Huck and Bill

Huckleberry Finn and Bill Clinton had imperfect fathers. In the literature on such circumstances, the offspring are often said to become overachievers.

"Children of alcoholics often are pleasers," says Betty Glad, presidential scholar at the University of South Carolina. "They try to harmonize tension in the family, to bring father and mother together. They procrastinate because they are trying to please so many sides. Bill Clinton is a wonderful politician and a terrible administrator, someone who has a hard time making up his mind."

Ronald Reagan also had a troubled father, Glad notes. "But it's not enough to have a failed father; you have to have a competent mother," says Glad. For Clinton and Reagan, the mother picked up the pieces and went forward. "At one point Clinton did stand up to his father and said, 'You're not going to do that any more,'" Glad says.
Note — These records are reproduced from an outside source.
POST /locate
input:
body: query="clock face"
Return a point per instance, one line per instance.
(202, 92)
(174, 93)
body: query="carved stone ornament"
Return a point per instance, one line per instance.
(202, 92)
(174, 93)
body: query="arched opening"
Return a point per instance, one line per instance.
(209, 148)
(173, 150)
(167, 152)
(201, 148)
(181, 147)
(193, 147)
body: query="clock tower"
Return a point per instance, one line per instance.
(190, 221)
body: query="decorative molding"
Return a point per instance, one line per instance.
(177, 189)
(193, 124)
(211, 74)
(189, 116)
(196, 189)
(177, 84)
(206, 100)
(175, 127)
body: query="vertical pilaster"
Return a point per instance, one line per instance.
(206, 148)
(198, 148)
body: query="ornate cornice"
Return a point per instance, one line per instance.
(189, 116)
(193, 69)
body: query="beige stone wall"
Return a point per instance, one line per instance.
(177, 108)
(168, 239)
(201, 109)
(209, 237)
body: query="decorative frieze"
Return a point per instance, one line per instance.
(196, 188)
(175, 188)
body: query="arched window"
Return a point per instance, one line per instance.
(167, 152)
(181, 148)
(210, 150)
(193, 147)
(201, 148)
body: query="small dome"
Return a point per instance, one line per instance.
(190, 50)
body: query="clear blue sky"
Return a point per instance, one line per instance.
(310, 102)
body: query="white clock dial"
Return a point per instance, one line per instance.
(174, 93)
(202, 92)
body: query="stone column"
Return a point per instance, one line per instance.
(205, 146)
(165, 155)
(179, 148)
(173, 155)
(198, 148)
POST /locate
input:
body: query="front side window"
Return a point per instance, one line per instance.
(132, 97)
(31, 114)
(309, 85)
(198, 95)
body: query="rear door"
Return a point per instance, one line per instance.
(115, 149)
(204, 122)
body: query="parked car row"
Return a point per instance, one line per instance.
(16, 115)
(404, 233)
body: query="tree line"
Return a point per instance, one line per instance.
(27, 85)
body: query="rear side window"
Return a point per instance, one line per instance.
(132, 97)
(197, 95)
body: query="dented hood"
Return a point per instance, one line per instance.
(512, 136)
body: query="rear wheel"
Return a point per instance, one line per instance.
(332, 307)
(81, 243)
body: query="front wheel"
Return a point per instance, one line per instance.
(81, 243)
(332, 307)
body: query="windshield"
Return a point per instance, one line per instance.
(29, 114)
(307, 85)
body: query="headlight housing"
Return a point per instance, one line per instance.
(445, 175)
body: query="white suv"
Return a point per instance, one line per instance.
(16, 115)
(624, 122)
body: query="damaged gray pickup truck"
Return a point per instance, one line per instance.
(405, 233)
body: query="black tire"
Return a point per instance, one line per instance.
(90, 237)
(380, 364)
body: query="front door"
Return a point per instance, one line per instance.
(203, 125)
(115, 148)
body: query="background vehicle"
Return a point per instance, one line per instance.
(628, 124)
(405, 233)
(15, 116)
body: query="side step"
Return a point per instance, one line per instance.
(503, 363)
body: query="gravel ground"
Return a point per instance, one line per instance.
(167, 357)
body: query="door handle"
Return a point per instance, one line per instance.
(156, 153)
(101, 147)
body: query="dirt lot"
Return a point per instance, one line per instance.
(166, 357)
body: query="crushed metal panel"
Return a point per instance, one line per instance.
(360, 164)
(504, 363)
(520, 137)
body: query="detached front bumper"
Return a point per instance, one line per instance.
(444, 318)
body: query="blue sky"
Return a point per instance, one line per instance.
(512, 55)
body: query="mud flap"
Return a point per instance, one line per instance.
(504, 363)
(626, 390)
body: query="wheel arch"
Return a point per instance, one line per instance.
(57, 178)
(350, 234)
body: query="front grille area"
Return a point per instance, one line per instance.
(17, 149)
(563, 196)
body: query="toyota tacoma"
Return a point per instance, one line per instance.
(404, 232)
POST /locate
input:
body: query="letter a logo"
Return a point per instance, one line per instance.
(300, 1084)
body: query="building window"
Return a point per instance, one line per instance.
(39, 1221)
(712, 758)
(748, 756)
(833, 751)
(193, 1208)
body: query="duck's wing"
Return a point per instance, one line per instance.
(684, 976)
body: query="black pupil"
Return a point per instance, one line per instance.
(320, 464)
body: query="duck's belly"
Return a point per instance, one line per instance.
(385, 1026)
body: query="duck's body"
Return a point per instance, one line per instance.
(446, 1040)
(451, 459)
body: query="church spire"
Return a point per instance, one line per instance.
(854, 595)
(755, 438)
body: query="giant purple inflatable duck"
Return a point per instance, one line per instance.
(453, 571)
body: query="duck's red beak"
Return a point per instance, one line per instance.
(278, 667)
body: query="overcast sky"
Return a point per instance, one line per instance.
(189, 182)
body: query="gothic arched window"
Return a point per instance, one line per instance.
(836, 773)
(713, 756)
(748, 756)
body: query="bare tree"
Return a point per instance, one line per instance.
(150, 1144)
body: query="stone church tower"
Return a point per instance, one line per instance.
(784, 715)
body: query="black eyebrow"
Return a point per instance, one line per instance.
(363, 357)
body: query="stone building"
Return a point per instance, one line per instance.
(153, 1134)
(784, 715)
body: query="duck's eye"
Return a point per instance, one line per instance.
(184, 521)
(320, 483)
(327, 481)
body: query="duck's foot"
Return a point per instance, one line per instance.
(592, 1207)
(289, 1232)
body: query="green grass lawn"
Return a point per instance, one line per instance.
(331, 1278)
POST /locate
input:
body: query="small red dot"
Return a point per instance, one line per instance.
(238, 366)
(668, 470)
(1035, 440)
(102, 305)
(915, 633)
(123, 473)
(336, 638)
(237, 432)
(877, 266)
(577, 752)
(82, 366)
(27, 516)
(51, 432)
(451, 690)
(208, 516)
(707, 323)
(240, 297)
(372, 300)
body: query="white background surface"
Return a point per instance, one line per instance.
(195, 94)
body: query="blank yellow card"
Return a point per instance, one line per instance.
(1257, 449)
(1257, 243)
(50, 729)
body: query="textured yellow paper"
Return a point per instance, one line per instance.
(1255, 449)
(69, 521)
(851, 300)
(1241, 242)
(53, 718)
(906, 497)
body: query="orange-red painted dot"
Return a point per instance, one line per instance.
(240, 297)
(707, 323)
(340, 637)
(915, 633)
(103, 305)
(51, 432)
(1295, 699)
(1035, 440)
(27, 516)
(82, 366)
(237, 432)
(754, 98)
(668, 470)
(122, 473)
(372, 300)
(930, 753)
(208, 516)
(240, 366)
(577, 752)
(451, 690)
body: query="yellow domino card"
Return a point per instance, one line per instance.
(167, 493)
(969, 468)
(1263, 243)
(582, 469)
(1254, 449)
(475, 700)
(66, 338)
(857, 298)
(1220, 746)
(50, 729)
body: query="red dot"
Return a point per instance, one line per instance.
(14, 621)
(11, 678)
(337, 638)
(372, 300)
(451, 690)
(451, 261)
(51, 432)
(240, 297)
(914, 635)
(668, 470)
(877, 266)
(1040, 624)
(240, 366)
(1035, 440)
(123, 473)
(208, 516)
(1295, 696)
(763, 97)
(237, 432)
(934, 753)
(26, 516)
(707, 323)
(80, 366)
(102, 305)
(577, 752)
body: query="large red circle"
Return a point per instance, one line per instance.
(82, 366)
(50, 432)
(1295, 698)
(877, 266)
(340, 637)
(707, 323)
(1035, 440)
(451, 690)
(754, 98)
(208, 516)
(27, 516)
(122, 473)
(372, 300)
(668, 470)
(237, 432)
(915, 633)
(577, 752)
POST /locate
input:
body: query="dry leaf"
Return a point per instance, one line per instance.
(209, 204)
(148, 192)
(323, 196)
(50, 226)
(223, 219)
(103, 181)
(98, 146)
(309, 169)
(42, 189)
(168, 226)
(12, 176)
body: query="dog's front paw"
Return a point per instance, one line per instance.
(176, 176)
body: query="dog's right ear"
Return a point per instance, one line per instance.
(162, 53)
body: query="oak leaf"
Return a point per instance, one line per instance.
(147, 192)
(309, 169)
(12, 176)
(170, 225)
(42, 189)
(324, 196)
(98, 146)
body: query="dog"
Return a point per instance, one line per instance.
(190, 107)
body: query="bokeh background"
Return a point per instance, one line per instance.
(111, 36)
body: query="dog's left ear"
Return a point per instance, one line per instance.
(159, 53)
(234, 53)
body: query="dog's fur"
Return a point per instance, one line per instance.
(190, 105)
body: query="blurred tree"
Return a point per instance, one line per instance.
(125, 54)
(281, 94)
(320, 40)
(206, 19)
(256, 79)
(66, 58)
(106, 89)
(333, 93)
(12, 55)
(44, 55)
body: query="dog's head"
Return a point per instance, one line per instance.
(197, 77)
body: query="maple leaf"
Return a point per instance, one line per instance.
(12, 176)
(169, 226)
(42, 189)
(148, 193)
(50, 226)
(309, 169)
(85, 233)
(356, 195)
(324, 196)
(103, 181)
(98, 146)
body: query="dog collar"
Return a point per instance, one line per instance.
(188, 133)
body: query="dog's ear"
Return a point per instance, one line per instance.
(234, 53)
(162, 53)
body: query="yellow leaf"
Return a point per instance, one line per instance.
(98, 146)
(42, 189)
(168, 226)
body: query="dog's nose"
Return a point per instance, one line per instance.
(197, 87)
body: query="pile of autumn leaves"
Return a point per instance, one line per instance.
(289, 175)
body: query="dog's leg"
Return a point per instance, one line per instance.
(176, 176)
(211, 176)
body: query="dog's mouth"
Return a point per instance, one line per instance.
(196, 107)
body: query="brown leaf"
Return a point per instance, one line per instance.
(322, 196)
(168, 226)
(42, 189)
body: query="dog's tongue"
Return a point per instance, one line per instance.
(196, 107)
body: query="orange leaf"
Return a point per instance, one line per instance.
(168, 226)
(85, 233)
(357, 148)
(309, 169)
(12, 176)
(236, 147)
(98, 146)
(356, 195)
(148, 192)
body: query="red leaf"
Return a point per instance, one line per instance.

Michael Rogin, University of California at Berkeley political scientist, observes that while both Reagan and Clinton showed a need to get along with everyone, "Reagan became a transforming figure, Clinton the opposite." Invited to compare Clinton and the fictional character Huck Finn, who runs away from an abusive father for the great raft journey down the Mississippi with the black runaway slave Jim, Rogin says: "Huck Finn develops an independent conscience. Huck Finn finds a place to stand. Clinton hasn't a place to stand."

This past week Random House published a new edition of Mark Twain's "Adventures of Huckleberry Finn," which includes variations found in the recently discovered handwritten manuscript. Over the eight years of its writing, the book changed: "It grew to have more emphasis on Jim's strong yearning for liberation and on Huck's gradually evolving moral integrity and his loyalty to Jim, in the face of the prevailing, socially constructed prejudices," the new edition's editor says.

Twain's social criticism can still be hard to take. But "Huck Finn" remains an American classic, implying continuing relevance. Huck eventually rejects his paternal "trash" style and, self-transformed, apologizes to Jim for indignities he'd inflicted.

For Twain the raft ride down the Mississippi (Jim proposed the raft to Huck's idea of a canoe) was a way to slice through America's psyche. It showed a sorry society, albeit rich in commerce and exhilarating.

The presidency is the Mississippi of American life today. It is the central artery of our social, political, and economic values.

Republican Bob Dole says he will campaign against Clinton on "character." References to "flip-flops" and "war record" play on observed Clinton traits. Clinton's current disciplined "presidential" mode, his better use of surrogates, may help him on the character front. But this is tactical, not transformational.

The low in Clinton's public standing came with his June 3, 1993 withdrawal of Lani Guinier, a minority woman lawyer, as his nominee for assistant attorney general for civil rights. What did that say?

I see Clinton as learning from experience.

We have a dream in America of perfection one day. Failing, we get up and move toward the promise. We shift from coast to coast and back. We pull the barge upriver so we can float down again.

Boyhoods are no excuse. We're committed to a perpetual river-running until we transform what needs transforming. Maybe our imperfect fathers left us with abusive ways - Vietnam yesterday, prisons for minorities today. (Perfect fathers, it can be argued, also leave us much to overcome.) Great leaders transform in themselves what we all need to transform. That's a lot to ask even of a president. But we'll run another one down the river every four years until we all get it right.